Tombeau de Bou Ali Sina (Avicenne)

Une fois parcouru le grand jardin persan, je propose la visite de la tombe d’Esther et de Mardochée ou Mordechaie, comme il était écrit, et dont la contraction en judéo allemand est Marx!

Le guide juif des lieux se présente, enfant de Saturne, avec un visage lunaire que prolonge un corps mince enveloppé d’un manteau noir serré et long : sur cette petite place il semble flotter, affairé et superficiellement inquiet, tout comme dans les ghettos de l’Europe centrale que nous ont décrit les frères Jérôme et Jean Tharaud, de l’Académie française. Ils ont retracé l’atmosphère triste de ce lieu où nous nous trouvons, dans « Vieille Perse et Jeune Iran » composé avant guerre, paru en feuilleton dans la presse parisienne et édité en 1947. S’en dégage, chez eux, une impression de vétusté et d’horreur inexprimable. C’est, en effet, un édifice surprenant par l’absence de porte, et la raison en est proprement juive, comme nous l’explique ce collègue de mathématique et de science naturelle, maintenant en retraite. La tombe de la reine Esther qui aurait 2500 ans et serait restée intacte jusqu’à ce qu’un prétendu chef Mongol, au 14e  siècle (selon l’histoire officielle contestée aujourd’hui par l’école russe récentiste de l’académicien moscovite des sciences Anatoly Fomenko qui y voit l’existence de la Horde blanche et de la grande Tartarie ou empire russe) y surélève un dôme  persan.

Pour marquer sa soumission à Esther, on ne peut entrer la tête haute, mais en rampant dans un boyau de fer consolidé par 400 kilo de métal, pour que chacun puisse s’humilier devant la reine.
Nous nous exécutons en rampant ainsi pour franchir deux passages. Nos politiques font-ils autrement ?

Nous sommes enfin dans la salle des deux tombes ; à droite, des vitraux sans goût d’une petite synagogue. Il ne s’agit pas ici de critiquer la nation des juifs, mais plutôt de la plaindre, selon le mot de Voltaire. Le guide me fait observer que les lettres hébraïques sur les murs ne sont que de la décoration, sans aucune signification. Il me demande si je suis juif puis, constatant que non, si je suis bien chrétien catholique, ce qui le satisfait visiblement ; mieux veut être ainsi à ses yeux que luthérien ou mahométan, les premiers ayant fulminé contre «  le livre d’Esther ». Au fond, sur un vieux mur, se lisent les commandements de Moïse.

Tombeau d’Esther et de Mardochée

Le guide déclare que la nièce de Mordechai aurait contracté avec le fils de Xerxès premier fils de Darius un « mariage diplomatique ». Elle aurait éventé un projet de Génocide des juifs par le ministre Aman macédonien de mère persane, qui fut exécuté comme suspect, crucifié avec ses dix fils.
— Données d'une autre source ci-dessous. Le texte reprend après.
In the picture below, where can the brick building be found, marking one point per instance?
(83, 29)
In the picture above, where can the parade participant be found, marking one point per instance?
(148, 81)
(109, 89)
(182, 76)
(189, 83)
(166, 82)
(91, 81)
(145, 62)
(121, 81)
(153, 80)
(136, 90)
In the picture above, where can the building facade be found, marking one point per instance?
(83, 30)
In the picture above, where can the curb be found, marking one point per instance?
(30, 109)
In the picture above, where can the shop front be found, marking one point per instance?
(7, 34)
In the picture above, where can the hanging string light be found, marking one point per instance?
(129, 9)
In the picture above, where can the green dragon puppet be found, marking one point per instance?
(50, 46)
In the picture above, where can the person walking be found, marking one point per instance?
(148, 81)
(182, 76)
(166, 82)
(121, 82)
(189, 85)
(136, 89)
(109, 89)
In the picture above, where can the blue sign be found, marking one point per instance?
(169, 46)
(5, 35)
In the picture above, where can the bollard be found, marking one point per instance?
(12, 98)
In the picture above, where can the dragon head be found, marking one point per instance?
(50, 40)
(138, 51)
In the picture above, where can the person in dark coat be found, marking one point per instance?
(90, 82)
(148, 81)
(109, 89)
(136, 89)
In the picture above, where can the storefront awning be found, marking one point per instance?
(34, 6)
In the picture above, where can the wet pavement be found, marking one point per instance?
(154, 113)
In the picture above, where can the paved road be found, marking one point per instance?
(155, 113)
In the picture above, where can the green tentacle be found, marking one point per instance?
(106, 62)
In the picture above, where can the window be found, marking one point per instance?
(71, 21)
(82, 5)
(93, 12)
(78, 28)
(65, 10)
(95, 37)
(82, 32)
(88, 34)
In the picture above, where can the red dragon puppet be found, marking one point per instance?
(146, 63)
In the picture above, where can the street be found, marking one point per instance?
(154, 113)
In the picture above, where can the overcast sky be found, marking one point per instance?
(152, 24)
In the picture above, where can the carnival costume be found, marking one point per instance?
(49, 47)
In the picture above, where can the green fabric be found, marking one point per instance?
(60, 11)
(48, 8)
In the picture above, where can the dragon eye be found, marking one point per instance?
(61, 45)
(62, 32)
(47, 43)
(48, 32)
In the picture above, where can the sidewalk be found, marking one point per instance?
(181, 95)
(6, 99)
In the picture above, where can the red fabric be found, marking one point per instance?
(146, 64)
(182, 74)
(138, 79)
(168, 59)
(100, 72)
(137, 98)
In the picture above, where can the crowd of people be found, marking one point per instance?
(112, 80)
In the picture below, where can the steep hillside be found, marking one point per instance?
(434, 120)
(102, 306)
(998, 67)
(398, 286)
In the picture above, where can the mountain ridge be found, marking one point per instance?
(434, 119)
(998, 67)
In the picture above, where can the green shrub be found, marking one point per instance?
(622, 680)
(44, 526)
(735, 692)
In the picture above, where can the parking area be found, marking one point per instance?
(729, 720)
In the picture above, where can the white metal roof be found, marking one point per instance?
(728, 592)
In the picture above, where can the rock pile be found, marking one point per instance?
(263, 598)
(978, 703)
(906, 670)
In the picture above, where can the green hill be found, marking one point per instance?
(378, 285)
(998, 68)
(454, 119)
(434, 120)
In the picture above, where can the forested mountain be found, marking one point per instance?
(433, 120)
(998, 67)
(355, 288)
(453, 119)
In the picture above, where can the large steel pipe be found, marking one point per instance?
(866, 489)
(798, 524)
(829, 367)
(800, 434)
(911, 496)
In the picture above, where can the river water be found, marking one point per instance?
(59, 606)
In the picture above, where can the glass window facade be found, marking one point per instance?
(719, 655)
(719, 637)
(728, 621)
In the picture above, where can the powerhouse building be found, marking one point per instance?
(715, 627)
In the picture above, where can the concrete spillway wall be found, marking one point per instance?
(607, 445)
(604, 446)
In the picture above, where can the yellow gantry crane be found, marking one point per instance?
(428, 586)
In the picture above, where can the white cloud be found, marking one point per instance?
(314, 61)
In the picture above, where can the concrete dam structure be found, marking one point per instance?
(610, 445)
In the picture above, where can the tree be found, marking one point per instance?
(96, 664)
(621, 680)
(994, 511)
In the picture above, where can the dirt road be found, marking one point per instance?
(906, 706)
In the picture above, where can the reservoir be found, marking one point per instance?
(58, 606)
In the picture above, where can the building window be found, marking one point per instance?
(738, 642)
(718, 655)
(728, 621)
Le guide est mué sur ce point ; il précise que la fête des Pourim ou des sorts défavorable à Aman, évoquent cet événement. Il ne dit pas que 75 000 iraniens, dans leur sommeil, ont été tués, par l’ordre d’Esther.

Les plaques en l’honneur d’Esther et de son oncle, sont neuves et brillantes. Les deux tombeaux sont recouvert d’un bois d’ébène, ouvragé à l’initiative, précise–t-il d’un Ayatollah que j’ignore : visiblement l’ornement date au plus tôt du 19e siècle.

Le quatrième tombeau que nous visitons en fin de matinée est celui du poète que l’on situe au 11e siècle de l’ère chrétienne : Baba Tahir dans un kiosque. Les assistants, dont une enfant, entendent déclamer celui qui veut, comme tout génie, habiter poétiquement le monde. A la fin de la mélodie le nom du prophète revient comme une larme des muses. Nous sommes passés en une matinée du peuple des sciences, au peuple des fables et achevons notre route sous la protection de la poésie.